01:36Reddit had a really quick undercut of its day one low,
01:40it had a nice run up, and then it undercut
01:43a little bit more and formed a base,
01:44and it just broke out last week.
01:46It's more of a V-shaped base,
01:49which are a little bit harder to trade.
01:51But Reddit looks like it's above the turbulent zone,
01:54it's above its all-time high,
01:57and looking like it might be getting to run.
02:00Do they all seem to do the same thing off the bat though?
02:03They get the initial pop and all the excitement,
02:05and then a couple weeks later,
02:06they almost always seem to go down for a little period.
02:09Isn't that the case?
02:11And why do you think that is?
02:13Even looking at Reddit, you can say where it is now,
02:15but the first couple months for the stock were not good.
02:17The first couple months for Kava
02:19were not that great either.
02:20Eventually they turned it around,
02:21and these were the good ones.
02:22Some of them don't turn around.
02:23Why do you think it is they come out,
02:25the hype and everything,
02:26and then it's just buyer exhaustion right after the IPO,
02:30and everybody's excited,
02:31and then all of a sudden it's out there
02:32and people aren't as excited?
02:34Why always the hangover after the initial IPO?
02:37The why is harder to understand than the what.

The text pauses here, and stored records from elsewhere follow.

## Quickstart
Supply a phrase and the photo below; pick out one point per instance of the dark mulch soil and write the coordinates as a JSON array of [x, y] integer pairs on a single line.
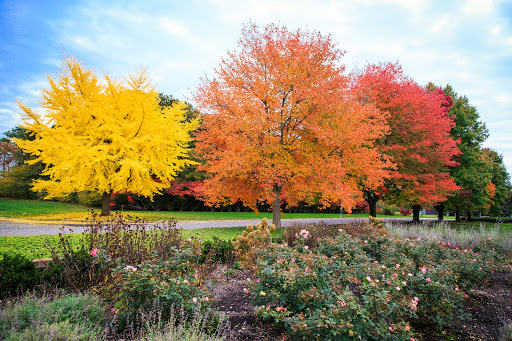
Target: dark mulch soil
[[490, 307]]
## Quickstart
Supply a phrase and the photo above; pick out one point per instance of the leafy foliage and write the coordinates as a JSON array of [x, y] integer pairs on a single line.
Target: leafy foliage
[[280, 124], [418, 141], [252, 240], [373, 288]]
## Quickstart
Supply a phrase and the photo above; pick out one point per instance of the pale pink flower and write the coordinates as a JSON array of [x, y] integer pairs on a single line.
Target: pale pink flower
[[130, 268]]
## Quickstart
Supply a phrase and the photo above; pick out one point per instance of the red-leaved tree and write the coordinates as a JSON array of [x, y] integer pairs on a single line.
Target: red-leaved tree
[[418, 141]]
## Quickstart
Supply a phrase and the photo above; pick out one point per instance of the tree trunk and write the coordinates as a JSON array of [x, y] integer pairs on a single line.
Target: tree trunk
[[372, 198], [440, 212], [105, 204], [416, 213], [276, 206]]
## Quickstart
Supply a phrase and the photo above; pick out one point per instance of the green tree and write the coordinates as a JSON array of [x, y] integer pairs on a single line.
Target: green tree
[[105, 136], [17, 180], [473, 172]]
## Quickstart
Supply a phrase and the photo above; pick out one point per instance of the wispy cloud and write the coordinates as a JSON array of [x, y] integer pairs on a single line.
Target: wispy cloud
[[467, 44]]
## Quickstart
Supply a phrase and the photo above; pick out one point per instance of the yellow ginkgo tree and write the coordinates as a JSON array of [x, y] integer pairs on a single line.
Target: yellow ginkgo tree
[[105, 136]]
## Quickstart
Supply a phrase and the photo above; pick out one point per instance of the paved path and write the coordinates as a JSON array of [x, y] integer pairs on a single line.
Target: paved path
[[15, 227]]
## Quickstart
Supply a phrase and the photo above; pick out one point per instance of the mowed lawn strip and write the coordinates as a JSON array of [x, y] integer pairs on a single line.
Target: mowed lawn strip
[[34, 247], [58, 211]]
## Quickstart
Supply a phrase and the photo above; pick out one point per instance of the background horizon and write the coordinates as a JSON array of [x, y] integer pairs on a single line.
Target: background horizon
[[467, 44]]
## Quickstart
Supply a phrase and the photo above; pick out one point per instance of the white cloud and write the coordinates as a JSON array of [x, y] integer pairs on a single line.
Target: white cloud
[[478, 7]]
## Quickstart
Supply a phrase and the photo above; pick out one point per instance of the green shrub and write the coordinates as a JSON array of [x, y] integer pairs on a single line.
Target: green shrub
[[217, 250], [175, 281], [370, 288], [253, 239]]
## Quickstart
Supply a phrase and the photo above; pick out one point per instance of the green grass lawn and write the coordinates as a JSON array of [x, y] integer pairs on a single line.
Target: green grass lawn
[[57, 211], [34, 247]]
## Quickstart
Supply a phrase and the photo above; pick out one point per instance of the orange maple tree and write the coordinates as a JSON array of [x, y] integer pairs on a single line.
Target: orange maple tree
[[281, 124], [418, 141]]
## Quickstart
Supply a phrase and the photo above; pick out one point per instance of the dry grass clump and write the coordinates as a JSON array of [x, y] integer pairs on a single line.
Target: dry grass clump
[[442, 232]]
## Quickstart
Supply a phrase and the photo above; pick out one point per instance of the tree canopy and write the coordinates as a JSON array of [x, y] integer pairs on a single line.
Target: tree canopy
[[280, 124], [105, 136], [418, 141]]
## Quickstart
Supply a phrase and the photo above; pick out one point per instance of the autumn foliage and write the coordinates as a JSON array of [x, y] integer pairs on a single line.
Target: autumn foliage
[[281, 124]]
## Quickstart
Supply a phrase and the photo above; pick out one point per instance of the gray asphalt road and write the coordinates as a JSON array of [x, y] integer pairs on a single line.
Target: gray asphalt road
[[15, 228]]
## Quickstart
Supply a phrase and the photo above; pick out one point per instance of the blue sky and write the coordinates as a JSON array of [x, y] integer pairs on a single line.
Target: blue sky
[[467, 44]]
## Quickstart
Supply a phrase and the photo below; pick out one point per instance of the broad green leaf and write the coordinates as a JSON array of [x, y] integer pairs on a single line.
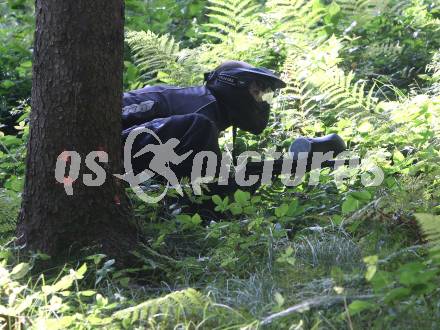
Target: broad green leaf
[[397, 294], [20, 271], [281, 210], [242, 197], [217, 200], [359, 306], [351, 204]]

02:40The what is you're exactly right.
02:41And in our book, we've studied over 3,000 stocks,
02:45and we found that the vast majority,
02:4791% undercut their day one low within the first two years,
02:5055% undercut it within three weeks.
02:53So you're right.
02:54They come out, then they get hit and then come down,
02:58and then they form this institutional due diligence phase
03:00where I think institutional investors,
03:03for the next six months to two years,
03:05they wait for some earnings reports,
03:07and if they see that the sales and earnings
03:09kind of grow into what they promised,
03:11then they start to advance.
03:13And sometimes they go quicker.
03:14Like maybe Astera Labs and Reddit,
03:17maybe already institutions are saying,
03:18we trust what you're saying, it looks like you're growing,
03:21and they start to push the stock up.
03:23But there's that initial excitement,
03:25and then they usually get punished.
03:27And then it takes a long time before institutions
03:30and other investors say, okay, we trust what you promised,
03:34and we see that you're performing.
03:35And in our book, we identified different patterns,
03:39and we named what kind of patterns those are.
03:42And we talked about like the rocket ships,
03:45the disappointments that never do anything,
03:49the late bloomers, and also,
03:54and now it's losing my mind here,
03:58but we came up with six different patterns of stocks
04:02and how they perform,
04:03and it seems to repeat over and over again what they do.